In most parts of the Arab world, minorities are forced to make the choice between marginalized progressive elements and sellout mainstream monsters. Either you suffer with the fragmented ideals of an Arab world, united by language and liberty, respectful of everyone's rights, or you take the ethnic express straight to Washington DC, where the empire eats everyone's ethnicity equally; the passport please.
The much anticipated absence of any wide reaching progressive political project in the Arab world is the life beneath the wings of corporate vultures, stripping the land of any of its weight. Resistance is readily replaced with Rolexes, and tyranny is served hot from your nearest foreign military base.
Direct flights across the Atlantic spin the illusion that exile is nearing its end. But Toronto tortures me with its towering presence, always over my shoulders, whispering voices of my forgotten family, flashing images of a life gone by. Here, my megaphone is muted, my writing looks wrong, and my activism is not-at-all.
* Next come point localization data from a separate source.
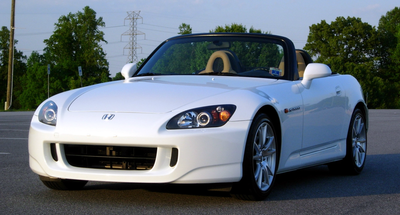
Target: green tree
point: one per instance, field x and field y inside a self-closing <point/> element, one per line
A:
<point x="35" y="82"/>
<point x="76" y="42"/>
<point x="185" y="29"/>
<point x="349" y="46"/>
<point x="389" y="54"/>
<point x="19" y="69"/>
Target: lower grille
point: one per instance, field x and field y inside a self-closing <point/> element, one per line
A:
<point x="110" y="157"/>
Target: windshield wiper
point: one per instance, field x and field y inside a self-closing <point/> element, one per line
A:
<point x="147" y="74"/>
<point x="219" y="73"/>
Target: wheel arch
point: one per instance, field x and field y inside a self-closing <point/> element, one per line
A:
<point x="273" y="114"/>
<point x="364" y="110"/>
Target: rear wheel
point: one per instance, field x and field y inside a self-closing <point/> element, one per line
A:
<point x="356" y="147"/>
<point x="260" y="161"/>
<point x="62" y="184"/>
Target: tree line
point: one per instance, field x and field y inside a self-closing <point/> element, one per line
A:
<point x="348" y="45"/>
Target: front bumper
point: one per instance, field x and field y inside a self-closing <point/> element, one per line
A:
<point x="211" y="155"/>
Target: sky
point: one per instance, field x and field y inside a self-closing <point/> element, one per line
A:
<point x="34" y="20"/>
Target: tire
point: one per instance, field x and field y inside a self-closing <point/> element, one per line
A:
<point x="62" y="184"/>
<point x="356" y="147"/>
<point x="260" y="161"/>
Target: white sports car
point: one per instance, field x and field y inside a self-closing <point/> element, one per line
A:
<point x="204" y="108"/>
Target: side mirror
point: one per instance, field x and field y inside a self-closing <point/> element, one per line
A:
<point x="128" y="70"/>
<point x="315" y="70"/>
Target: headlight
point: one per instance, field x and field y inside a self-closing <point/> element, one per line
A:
<point x="48" y="113"/>
<point x="211" y="116"/>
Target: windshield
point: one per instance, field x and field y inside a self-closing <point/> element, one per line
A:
<point x="222" y="55"/>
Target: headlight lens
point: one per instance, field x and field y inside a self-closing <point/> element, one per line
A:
<point x="211" y="116"/>
<point x="48" y="113"/>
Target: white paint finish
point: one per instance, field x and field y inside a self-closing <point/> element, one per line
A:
<point x="143" y="106"/>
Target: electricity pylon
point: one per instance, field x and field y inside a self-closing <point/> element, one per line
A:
<point x="133" y="16"/>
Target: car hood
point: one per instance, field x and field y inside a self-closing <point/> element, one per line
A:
<point x="158" y="94"/>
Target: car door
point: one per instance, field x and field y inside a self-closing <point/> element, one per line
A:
<point x="324" y="115"/>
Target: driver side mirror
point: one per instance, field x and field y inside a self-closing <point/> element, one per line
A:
<point x="314" y="70"/>
<point x="128" y="70"/>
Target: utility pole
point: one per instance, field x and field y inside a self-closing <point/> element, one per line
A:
<point x="133" y="16"/>
<point x="10" y="57"/>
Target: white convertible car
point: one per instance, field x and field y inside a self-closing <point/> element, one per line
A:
<point x="204" y="108"/>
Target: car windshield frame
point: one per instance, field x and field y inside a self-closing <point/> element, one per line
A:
<point x="270" y="51"/>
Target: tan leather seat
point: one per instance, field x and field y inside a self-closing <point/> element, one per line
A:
<point x="227" y="67"/>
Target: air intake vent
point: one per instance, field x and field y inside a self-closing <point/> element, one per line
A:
<point x="110" y="157"/>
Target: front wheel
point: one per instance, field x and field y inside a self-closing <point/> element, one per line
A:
<point x="260" y="161"/>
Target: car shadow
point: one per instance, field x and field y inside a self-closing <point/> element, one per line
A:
<point x="379" y="176"/>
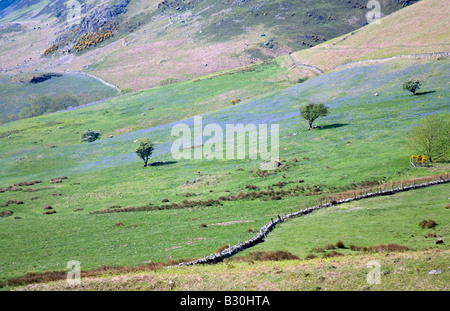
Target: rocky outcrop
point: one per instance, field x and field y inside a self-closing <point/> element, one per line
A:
<point x="101" y="17"/>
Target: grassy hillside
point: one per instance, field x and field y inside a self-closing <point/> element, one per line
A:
<point x="419" y="28"/>
<point x="399" y="272"/>
<point x="370" y="222"/>
<point x="364" y="139"/>
<point x="17" y="93"/>
<point x="181" y="39"/>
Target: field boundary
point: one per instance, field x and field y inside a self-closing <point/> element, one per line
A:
<point x="268" y="227"/>
<point x="99" y="79"/>
<point x="382" y="60"/>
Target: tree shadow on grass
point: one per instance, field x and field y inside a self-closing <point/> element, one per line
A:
<point x="162" y="163"/>
<point x="425" y="93"/>
<point x="331" y="126"/>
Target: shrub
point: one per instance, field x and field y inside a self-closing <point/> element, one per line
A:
<point x="145" y="150"/>
<point x="90" y="136"/>
<point x="221" y="248"/>
<point x="329" y="247"/>
<point x="422" y="224"/>
<point x="311" y="112"/>
<point x="271" y="256"/>
<point x="412" y="86"/>
<point x="317" y="250"/>
<point x="431" y="224"/>
<point x="340" y="244"/>
<point x="251" y="187"/>
<point x="332" y="254"/>
<point x="6" y="213"/>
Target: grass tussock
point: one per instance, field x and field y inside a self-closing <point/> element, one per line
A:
<point x="267" y="256"/>
<point x="382" y="248"/>
<point x="51" y="276"/>
<point x="427" y="224"/>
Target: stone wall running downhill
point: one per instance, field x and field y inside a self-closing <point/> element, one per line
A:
<point x="267" y="228"/>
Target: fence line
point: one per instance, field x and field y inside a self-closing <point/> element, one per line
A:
<point x="268" y="227"/>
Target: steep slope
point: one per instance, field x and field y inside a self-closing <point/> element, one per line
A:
<point x="419" y="28"/>
<point x="178" y="39"/>
<point x="355" y="145"/>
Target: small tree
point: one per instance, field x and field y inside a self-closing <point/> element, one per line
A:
<point x="431" y="138"/>
<point x="412" y="85"/>
<point x="313" y="111"/>
<point x="90" y="136"/>
<point x="144" y="151"/>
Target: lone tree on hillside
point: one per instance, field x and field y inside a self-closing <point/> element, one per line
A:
<point x="145" y="150"/>
<point x="313" y="111"/>
<point x="431" y="138"/>
<point x="412" y="85"/>
<point x="90" y="136"/>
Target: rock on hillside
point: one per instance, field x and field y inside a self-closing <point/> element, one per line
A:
<point x="103" y="16"/>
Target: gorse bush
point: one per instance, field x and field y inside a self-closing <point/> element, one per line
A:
<point x="412" y="86"/>
<point x="90" y="136"/>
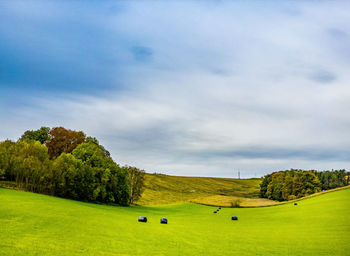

Every day, I waft through the wonders of working for people with disabilities in a society crippled by its own misconceptions.
I rarely see the light of day, despite the determined gaze of the brilliant sun. Ironically, I know no rest in a city defined by its laziness. This is the Doha Daze. But amidst the apocalyptic drama, my heart beats against the ground, stripping everyone in sight of their uneasy slumber. Love strikes again, lifting me to the limits of life and beyond. My fate rejects defeat and brings me to the arms of a woman whose might is woven by brilliance and beauty.
Sprinkled with the surreal strength of her presence, my once convoluted vision of victory is back to where it has always been: within reach.
Tuesday, August 3, 2010
She had moved to Toronto from Baghdad less than six months ago. A warrior blessed by the water of Tigris, she blessed the coffee shop in which we sat. Every eye and mechanical chat fought for space at the bottom of her feet, just to feel sweet, being so close to those crowns for the streets.
The way she curved the smoke filled hours of the night with her words held court on the highway resort. Small bags stuffed with sugar danced to the sensational rhythm of her tongue.
I feared losing Palestine on a conveyor belt of empty boxes. I threw my love across her seas. My eyes begged please for a taste of her lips. In awe, walls began fearing the weight of her smile.
Moments lined up themselves along the edge of the table, staring at her might. Her fingers sparkled with life in the face of winter's death. I would lose my breath if I counted all the beauty in her strength.
Iraq, personified. Time, wisdom, strength, grief, and poetry coloured her armoured cheeks. Her name was Palestine, and that is how we met.